How Are Child Support Payment Amounts Determined in Illinois?
Child support allows parents to share the costs of raising a child even if they are unmarried or divorced. If you are thinking of getting divorced or you are an unmarried parent, you may have questions about your child support rights and responsibilities. You may be curious as to the amount of child support you or your child’s other parent will pay. In Illinois, child support is usually determined by statutory formulas, but there are also cases in which courts deviate from these formulas.
Child Support Calculation in Illinois
Prior to 2016, child support in Illinois was almost exclusively based on the paying parent’s income. The higher the income of the paying parent or “obligor,” the higher the child support payment. Illinois now uses the Income Shares Model to determine child support payment amounts. This calculation method uses both parents’ income to reach an appropriate child support payment.
First, both parents’ net incomes are summed to find the combined net income. The combined net income is used to find the “basic support obligation” or the amount of financial support expected of both parents. The basic support obligation is then proportionally split between the parents based on their respective net incomes. The parent with the greater share of parenting time is the recipient of child support and the parent with less parenting time is the payor of child support.

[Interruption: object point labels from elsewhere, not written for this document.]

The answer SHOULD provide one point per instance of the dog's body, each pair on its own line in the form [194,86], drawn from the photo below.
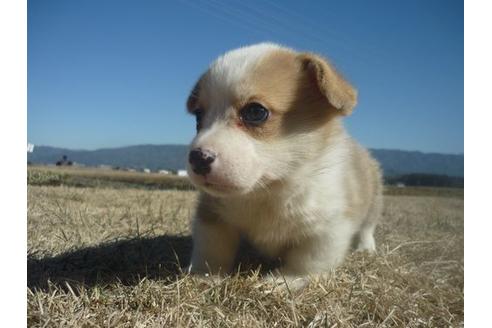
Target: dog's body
[275,164]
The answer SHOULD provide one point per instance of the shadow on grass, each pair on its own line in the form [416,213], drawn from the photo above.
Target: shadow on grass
[127,262]
[124,261]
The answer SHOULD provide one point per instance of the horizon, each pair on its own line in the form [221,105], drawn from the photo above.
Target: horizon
[124,78]
[186,145]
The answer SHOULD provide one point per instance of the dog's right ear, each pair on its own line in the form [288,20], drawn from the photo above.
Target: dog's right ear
[339,93]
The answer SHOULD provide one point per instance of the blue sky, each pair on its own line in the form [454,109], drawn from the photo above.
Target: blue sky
[104,73]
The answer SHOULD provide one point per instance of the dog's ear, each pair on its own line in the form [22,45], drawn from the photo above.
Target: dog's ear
[339,93]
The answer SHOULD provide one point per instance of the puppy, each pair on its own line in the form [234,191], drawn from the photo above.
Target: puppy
[274,164]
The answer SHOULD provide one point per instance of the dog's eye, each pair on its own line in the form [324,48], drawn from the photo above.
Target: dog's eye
[198,115]
[254,114]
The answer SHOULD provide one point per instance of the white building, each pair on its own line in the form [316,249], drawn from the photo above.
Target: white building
[182,173]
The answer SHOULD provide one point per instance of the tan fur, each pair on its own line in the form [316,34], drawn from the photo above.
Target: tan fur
[298,187]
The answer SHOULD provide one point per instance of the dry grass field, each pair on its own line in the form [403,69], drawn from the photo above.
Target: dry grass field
[106,256]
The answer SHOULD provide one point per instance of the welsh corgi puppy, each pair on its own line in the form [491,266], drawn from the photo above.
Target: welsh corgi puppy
[274,164]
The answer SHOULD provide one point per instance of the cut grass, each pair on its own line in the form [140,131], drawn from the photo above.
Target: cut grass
[86,177]
[112,257]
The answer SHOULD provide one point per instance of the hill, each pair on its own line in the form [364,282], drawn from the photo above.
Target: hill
[154,157]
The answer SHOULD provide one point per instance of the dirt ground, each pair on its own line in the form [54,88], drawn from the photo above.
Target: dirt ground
[112,257]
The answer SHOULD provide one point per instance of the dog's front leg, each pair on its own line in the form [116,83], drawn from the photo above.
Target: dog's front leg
[215,244]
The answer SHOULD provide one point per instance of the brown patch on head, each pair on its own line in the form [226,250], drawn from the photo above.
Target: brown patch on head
[288,85]
[339,93]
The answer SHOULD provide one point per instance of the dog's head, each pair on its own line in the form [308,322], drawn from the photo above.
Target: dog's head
[261,112]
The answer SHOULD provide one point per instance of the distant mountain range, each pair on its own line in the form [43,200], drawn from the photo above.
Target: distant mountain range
[155,157]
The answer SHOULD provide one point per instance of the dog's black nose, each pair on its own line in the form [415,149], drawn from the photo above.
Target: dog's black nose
[201,160]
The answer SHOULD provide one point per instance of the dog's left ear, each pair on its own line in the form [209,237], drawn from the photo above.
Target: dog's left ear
[339,93]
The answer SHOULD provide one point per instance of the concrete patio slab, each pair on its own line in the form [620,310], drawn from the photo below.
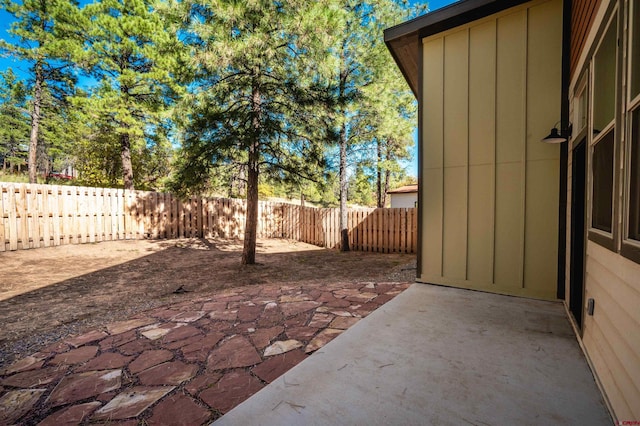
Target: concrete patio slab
[439,356]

If each parent has the child for 146 overnights every year, this is called a “shared parenting” arrangement. In shared parenting situations, the amount of parenting time each parent has is factored into the child support calculation. The greater a parent’s parenting time, the less his or her child support obligation.
Deviating from the Statutory Formulas
Illinois courts do not always follow the Income Shares model when determining child support. Because the statutory formulas and basic support obligation tables are based on statistical averages, this method of child support calculation may be inappropriate for situations that fall outside of these statistical averages. Illinois courts are authorized to deviate from the statutory guidelines when doing so is in the child’s best interests.
Contact a Kane County Child Support Lawyer
A skilled Batavia, IL family law attorney from Van Larson Law, P.C. can help you petition the court for child support or modify your current child support. If your child’s other parent has been ordered to pay child support but has not been making payments, we can help you enforce the order. Call our office today at 630-879-9090 and schedule a free consultation to learn more.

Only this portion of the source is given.